FreeLanguageTools / vocabsieve

Simple sentence mining tool for language learning
GNU General Public License v3.0
343 stars 25 forks source link

TTS integration for sentence mining from text #158

Open Mycheze opened 1 month ago

Mycheze commented 1 month ago

Is your feature request related to a problem? Please describe. When mining from pure text, there is no good way to get audio recordings for full sentences. Being able to input an API key to some (good) TTS service would make text based cards come to life.

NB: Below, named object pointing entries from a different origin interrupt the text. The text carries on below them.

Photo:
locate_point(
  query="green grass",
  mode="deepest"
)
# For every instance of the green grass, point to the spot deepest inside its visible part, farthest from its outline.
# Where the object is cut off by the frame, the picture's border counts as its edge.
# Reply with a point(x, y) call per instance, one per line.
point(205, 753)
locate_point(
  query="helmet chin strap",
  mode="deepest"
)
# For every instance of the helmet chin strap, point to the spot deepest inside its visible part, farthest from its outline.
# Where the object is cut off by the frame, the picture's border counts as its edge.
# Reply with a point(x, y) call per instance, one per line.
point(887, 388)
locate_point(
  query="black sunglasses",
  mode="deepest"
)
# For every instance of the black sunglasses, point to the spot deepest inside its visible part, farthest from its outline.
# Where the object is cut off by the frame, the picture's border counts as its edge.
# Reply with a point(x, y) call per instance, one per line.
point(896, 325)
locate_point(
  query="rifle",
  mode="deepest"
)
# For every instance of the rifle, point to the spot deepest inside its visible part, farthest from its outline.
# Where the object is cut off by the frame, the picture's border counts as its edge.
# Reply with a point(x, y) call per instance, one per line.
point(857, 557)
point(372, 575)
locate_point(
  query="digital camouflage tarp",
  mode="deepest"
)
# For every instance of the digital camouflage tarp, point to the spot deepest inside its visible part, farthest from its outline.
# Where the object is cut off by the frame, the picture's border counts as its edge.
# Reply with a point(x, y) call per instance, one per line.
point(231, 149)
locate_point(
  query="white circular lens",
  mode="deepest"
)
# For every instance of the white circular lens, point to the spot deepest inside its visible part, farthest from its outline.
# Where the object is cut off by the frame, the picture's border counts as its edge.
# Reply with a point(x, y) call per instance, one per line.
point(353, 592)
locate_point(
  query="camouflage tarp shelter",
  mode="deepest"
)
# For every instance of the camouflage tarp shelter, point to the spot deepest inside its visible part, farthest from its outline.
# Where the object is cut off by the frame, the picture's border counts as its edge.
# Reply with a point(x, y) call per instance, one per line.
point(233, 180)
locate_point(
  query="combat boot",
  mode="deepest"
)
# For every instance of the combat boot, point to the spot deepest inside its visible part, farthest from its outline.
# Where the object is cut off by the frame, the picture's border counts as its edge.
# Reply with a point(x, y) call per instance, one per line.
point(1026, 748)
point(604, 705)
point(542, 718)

Describe the solution you'd like My personal favorite is ElevenLabs since they have lots of great voices. In theory, I would be able to put in my API key and a voice ID, then (if enabled on importing or in card creation), every new card will get an mp3 file generated for the sentence. And put into Anki with the rest of the card.

Additional context I threw together a basic yet functional python script to show how it works.

import requests

XI_API_KEY = "thisismysecretAPIkey"
VOICE_ID = "SAeFbPY3UJ8JdNKiLdtE"
TEXT_TO_SPEAK = "This sentence can be ANYTHING in 29 different languages. Sentences only, though."
OUTPUT_PATH = "output.mp3"

tts_url = f"https://api.elevenlabs.io/v1/text-to-speech/{VOICE_ID}/stream"
headers = {
    "Accept": "application/json",
    "xi-api-key": XI_API_KEY,
    "Content-Type": "application/json"
}
data = {
    "text": TEXT_TO_SPEAK,
    "model_id": "eleven_multilingual_v2",
    "voice_settings": {
        "stability": 0.5,
        "similarity_boost": 0.8,
        "style": 0.0,
        "use_speaker_boost": True
    }
}

response = requests.post(tts_url, json=data, headers=headers, stream=True)

with open(OUTPUT_PATH, 'wb') as f:
    for chunk in response.iter_content(chunk_size=4096):
        if chunk:
            f.write(chunk)

print(f"Finished writing audio file to {OUTPUT_PATH}")
1over137 commented 1 month ago

Any advantages over using something like AwesomeTTS/HyperTTS in Anki?

Mycheze commented 1 month ago

Integrated into the card creation. I don't use those cause it's too much of a distraction from my process. They're good workarounds, but having everything added card by card would be much smoother.

1over137 commented 3 weeks ago

I think they allow you to generate on-demand with the note type, no? https://www.vocab.ai/tutorials/awesometts-on-the-fly-tts

In general I think this is difficult to do in a way that would be usable (i.e. without pasting some json) for the options. If there are a few good services with ~same API I can consider it, but I'll need to decide on a way to present this in the UI.